Chan won the SGTech‐SoC Innovation Prize, which came with a SGD$2,000 cash award, while Wu won the SoC Innovation Prize 2021 Individual Special Merit Award.

The SoC Innovation Prize is awarded each year to students that develop projects with a significant degree of innovation, as well as high potential impact on society.

The submitted projects, which can include projects from the Undergraduate Research Opportunities Programme, as well as capstone and final year projects, are reviewed by a panel from SGTech and the NUS Computing Innovation & Entrepreneurship Committee.

Selected promising projects may receive funding and mentorship under SGTech’s start-up support programme, 123JumpStart.

Detecting phishing sites accurately

Chan won the award for his final year project, titled ‘Identifying Phishing Sites: An Interaction-Based Approach’.

The project tackles a problem that plagues most existing phishing detectors – detecting false positives, where a site is falsely identified to be a phishing site.

“Most detectors only use static analysis, which compares the appearance of a given website with a legitimate website to determine if it is a phishing site,” said Chan, “but this is not so accurate as there are many websites, such as backend sites or test servers, which look like a legitimate site, but are not phishing.”
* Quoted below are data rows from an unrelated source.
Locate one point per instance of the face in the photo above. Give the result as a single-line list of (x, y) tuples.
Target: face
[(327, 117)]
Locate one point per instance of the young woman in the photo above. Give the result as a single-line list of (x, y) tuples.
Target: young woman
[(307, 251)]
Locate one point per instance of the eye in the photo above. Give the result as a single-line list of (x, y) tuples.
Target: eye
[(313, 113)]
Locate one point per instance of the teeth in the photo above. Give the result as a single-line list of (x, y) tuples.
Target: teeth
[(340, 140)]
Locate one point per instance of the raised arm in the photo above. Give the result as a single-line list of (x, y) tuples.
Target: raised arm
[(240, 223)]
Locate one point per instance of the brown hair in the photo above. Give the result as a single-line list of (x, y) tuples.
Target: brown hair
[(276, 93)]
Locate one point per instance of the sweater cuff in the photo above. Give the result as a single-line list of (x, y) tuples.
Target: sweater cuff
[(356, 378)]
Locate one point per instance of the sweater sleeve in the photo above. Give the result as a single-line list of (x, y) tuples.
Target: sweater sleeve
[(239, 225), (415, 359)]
To combat this, he developed a model that uses a combination of static and behavioural analysis. It works by interacting with a suspected site to detect whether it is attempting to steal the user’s personal information and credentials.
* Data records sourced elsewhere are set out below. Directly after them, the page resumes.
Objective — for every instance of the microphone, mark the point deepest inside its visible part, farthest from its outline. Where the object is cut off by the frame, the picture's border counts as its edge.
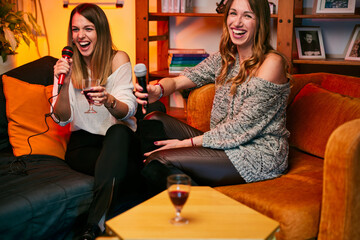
(67, 53)
(140, 73)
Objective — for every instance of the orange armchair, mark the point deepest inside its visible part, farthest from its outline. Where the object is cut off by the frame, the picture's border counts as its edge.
(319, 196)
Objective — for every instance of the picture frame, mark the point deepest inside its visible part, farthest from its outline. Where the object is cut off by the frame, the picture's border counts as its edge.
(353, 48)
(334, 6)
(273, 4)
(309, 43)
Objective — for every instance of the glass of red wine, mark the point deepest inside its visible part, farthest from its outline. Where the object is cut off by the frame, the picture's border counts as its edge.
(87, 85)
(178, 186)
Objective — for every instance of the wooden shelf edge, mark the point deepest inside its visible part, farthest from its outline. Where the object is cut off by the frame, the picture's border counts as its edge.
(337, 61)
(328, 16)
(154, 15)
(162, 74)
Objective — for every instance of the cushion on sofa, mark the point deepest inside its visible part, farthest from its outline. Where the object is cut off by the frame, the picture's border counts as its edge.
(293, 199)
(46, 202)
(314, 114)
(40, 71)
(345, 85)
(26, 106)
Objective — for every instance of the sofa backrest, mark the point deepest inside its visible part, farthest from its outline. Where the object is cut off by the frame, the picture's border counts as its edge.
(319, 103)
The model interacts with the site by identifying various user interaction elements using computer vision. This solves some of the challenges involved with automated generalised web testing, such as the lack of homogeneity across websites.

“Most current automated web testing tools are designed for users that would like to code test cases for their own site, and not for generalised web testing. At the same time, a large number of different languages can be used to make a website, make it difficult to developed a generalized approach to web testing,” said Chan.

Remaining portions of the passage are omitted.